The Pearson product-moment correlation (often called Pearson’s *r*, among others) is a parametric test which measures the *linear* relationship between two variables. In brief, Pearson’s correlation virtually draws a line through the cloud of data points trying to make the best fit line; the coefficient tells you how well the data are “dispatched” relative to that line.

This test comes with assumptions, and one must check that everything is OK before going further:

- this is a parametric test, samples/variables must be normally distributed (run the Shapiro-Wilk test),
- the variables are continuous,
- the variables work in pairs,
- outliers are not allowed,
- the variances of these variables are “relatively” similar (Run Fisher’s F-test).

Let’s see this with an example. Here, we consider the weight and height of 16 individuals. Both weight and height are continuous variables, arranged in pairs ( 1 weight entry and 1 height entry per individual).
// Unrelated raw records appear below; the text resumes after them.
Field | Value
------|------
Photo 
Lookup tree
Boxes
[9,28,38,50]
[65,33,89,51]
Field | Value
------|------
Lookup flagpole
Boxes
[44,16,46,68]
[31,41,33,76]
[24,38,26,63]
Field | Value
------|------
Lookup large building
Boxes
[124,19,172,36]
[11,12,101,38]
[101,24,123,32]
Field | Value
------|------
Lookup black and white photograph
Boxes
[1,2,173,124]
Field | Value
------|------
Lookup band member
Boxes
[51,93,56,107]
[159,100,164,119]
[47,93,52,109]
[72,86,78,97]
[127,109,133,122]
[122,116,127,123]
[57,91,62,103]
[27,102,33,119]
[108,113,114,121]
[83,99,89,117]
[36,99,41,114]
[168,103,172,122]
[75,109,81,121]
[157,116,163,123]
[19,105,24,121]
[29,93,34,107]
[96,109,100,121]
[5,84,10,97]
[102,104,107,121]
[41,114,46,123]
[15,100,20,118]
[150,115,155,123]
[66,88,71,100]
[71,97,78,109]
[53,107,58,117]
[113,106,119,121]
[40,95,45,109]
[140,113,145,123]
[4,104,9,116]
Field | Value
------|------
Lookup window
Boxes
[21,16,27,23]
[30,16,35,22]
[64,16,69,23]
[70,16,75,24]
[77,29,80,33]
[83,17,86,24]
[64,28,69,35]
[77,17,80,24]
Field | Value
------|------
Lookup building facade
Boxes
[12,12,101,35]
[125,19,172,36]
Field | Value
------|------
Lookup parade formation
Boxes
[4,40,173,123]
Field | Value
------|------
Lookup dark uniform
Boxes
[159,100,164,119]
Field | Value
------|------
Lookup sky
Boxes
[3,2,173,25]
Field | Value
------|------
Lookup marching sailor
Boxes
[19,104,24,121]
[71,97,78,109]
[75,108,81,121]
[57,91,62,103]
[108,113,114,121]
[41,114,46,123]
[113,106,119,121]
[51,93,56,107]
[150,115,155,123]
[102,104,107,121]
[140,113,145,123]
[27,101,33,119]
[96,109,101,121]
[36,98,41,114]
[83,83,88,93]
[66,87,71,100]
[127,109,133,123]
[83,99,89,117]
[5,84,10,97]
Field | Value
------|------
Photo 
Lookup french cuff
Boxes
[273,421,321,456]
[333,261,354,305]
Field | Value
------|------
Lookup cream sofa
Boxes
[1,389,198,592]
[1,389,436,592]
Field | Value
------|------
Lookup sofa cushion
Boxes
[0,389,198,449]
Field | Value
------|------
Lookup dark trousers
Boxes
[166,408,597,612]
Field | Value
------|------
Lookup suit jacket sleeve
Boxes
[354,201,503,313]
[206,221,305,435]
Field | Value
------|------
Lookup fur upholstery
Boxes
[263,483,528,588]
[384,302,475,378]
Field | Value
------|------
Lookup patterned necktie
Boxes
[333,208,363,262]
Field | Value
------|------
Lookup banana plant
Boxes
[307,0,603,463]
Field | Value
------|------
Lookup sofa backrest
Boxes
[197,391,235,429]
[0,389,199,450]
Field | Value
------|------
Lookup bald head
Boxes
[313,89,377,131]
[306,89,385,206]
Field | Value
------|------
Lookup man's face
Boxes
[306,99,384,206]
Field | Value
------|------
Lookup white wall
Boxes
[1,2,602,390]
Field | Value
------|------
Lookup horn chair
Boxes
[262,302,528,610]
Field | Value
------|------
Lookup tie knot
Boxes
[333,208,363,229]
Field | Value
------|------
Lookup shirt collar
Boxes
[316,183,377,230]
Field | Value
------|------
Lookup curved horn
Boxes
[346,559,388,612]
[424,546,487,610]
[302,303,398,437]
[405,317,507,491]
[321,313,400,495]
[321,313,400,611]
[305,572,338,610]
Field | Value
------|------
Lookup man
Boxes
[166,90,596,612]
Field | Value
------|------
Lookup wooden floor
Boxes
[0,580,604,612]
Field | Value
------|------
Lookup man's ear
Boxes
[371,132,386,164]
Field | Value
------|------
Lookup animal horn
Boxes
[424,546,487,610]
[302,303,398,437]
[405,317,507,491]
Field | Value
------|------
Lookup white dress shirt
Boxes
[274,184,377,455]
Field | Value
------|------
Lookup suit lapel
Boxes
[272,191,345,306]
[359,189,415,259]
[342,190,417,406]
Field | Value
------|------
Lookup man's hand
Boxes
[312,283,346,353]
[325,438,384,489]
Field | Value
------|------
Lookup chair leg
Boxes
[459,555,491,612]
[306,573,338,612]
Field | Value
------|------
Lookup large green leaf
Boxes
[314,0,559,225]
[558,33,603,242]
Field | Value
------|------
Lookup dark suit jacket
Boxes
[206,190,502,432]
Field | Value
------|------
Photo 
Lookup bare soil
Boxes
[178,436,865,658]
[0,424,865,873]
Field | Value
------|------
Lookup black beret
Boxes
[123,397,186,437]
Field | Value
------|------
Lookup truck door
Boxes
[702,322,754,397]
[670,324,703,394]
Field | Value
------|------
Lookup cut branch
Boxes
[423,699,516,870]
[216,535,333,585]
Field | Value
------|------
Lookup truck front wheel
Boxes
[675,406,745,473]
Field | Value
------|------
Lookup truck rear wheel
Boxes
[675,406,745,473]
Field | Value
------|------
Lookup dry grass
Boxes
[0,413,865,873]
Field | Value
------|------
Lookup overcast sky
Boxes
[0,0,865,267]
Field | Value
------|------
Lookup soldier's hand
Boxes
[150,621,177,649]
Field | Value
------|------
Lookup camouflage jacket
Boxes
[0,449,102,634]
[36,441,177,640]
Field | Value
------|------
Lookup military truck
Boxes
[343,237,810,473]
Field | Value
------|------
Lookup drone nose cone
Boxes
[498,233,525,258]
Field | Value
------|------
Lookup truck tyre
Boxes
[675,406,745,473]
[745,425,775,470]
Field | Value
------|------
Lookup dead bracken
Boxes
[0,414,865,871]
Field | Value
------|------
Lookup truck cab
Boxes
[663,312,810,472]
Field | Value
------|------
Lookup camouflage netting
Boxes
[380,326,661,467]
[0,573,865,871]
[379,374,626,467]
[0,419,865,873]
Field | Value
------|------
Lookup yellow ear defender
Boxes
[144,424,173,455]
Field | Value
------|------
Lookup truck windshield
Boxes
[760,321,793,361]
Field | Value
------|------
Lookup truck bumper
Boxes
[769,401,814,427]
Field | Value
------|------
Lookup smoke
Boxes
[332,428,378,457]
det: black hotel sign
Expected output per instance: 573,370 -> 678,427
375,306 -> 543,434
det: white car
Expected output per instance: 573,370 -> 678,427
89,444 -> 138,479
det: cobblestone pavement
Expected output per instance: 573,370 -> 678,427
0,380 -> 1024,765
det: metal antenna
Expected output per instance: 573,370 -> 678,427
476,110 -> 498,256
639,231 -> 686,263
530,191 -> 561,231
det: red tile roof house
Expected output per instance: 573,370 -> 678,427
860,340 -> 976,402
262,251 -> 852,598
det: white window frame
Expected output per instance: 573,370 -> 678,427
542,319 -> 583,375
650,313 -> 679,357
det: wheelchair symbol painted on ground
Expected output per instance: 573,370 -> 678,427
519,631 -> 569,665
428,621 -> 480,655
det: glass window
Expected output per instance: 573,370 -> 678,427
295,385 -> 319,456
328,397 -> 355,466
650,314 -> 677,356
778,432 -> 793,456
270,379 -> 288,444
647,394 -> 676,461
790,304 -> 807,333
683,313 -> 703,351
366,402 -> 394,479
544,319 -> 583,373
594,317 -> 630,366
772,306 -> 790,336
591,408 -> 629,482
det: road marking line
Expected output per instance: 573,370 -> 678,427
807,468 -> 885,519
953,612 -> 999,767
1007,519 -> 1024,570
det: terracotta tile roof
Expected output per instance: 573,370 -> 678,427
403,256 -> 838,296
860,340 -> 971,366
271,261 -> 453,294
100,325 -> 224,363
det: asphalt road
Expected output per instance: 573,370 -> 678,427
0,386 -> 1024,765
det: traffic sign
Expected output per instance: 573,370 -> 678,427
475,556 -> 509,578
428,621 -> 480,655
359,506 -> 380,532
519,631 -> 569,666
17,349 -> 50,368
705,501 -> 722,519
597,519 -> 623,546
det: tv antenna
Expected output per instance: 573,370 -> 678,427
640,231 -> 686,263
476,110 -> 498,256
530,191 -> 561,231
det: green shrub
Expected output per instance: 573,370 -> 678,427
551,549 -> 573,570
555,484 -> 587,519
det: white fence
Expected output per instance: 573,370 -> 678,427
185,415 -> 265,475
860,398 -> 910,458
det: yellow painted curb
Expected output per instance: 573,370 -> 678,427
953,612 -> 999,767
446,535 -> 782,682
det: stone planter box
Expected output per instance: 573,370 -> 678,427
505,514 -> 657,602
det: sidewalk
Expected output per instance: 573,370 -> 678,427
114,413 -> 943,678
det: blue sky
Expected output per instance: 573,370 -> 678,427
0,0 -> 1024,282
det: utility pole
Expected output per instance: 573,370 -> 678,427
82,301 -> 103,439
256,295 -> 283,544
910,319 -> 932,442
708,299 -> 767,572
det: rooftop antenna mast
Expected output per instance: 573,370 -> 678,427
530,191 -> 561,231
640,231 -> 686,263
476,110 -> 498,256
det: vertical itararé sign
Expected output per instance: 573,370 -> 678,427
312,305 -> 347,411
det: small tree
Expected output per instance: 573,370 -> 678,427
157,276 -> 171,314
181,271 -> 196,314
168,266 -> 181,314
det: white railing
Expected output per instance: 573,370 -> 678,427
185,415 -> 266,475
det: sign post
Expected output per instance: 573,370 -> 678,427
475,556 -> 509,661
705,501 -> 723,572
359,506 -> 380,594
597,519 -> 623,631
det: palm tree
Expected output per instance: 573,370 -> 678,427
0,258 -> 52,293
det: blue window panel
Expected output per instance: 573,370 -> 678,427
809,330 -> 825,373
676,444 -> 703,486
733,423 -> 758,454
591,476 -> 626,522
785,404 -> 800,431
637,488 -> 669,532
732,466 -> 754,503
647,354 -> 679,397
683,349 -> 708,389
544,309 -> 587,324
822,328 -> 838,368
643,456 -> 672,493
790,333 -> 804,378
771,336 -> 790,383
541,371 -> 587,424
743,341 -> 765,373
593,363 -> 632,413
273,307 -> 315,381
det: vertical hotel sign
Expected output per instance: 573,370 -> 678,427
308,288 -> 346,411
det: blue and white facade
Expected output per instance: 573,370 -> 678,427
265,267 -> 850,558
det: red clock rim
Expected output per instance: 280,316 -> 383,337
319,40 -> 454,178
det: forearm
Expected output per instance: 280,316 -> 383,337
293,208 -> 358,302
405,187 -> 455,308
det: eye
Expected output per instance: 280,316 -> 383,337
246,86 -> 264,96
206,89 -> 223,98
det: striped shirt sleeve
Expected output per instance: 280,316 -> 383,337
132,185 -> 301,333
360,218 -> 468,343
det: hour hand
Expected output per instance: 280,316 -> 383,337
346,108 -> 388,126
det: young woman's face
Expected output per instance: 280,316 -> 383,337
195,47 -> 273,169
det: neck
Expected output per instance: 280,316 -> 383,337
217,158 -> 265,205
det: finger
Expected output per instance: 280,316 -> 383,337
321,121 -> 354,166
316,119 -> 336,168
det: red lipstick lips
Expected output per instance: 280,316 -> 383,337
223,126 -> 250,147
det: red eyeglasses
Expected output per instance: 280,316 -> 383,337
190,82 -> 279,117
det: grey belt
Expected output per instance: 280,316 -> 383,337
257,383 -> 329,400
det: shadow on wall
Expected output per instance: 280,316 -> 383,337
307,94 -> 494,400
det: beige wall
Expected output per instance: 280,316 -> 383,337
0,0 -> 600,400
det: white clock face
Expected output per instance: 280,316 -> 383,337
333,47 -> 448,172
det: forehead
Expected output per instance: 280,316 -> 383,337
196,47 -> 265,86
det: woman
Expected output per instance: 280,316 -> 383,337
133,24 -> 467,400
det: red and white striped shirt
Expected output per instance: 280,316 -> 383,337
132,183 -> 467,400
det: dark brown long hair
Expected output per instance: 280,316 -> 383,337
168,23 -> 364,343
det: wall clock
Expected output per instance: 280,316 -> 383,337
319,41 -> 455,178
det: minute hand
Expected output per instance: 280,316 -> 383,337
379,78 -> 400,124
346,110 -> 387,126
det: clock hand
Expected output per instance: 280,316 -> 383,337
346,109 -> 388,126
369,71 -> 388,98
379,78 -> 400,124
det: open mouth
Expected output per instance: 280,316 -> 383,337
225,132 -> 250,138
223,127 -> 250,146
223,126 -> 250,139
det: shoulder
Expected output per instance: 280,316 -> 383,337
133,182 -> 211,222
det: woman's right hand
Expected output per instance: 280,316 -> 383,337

We need to check that both variables are normally distributed:

`shapiro.test(weight)`

```
##
## Shapiro-Wilk normality test
##
## data: weight
## W = 0.98495, p-value = 0.9909
```

`shapiro.test(heigth)`

```
##
## Shapiro-Wilk normality test
##
## data: heigth
## W = 0.95496, p-value = 0.5721
```

The Shapiro-Wilk test confirms that both samples come from normal distributions.

Let’s now check for equal variance with Fisher’s F test.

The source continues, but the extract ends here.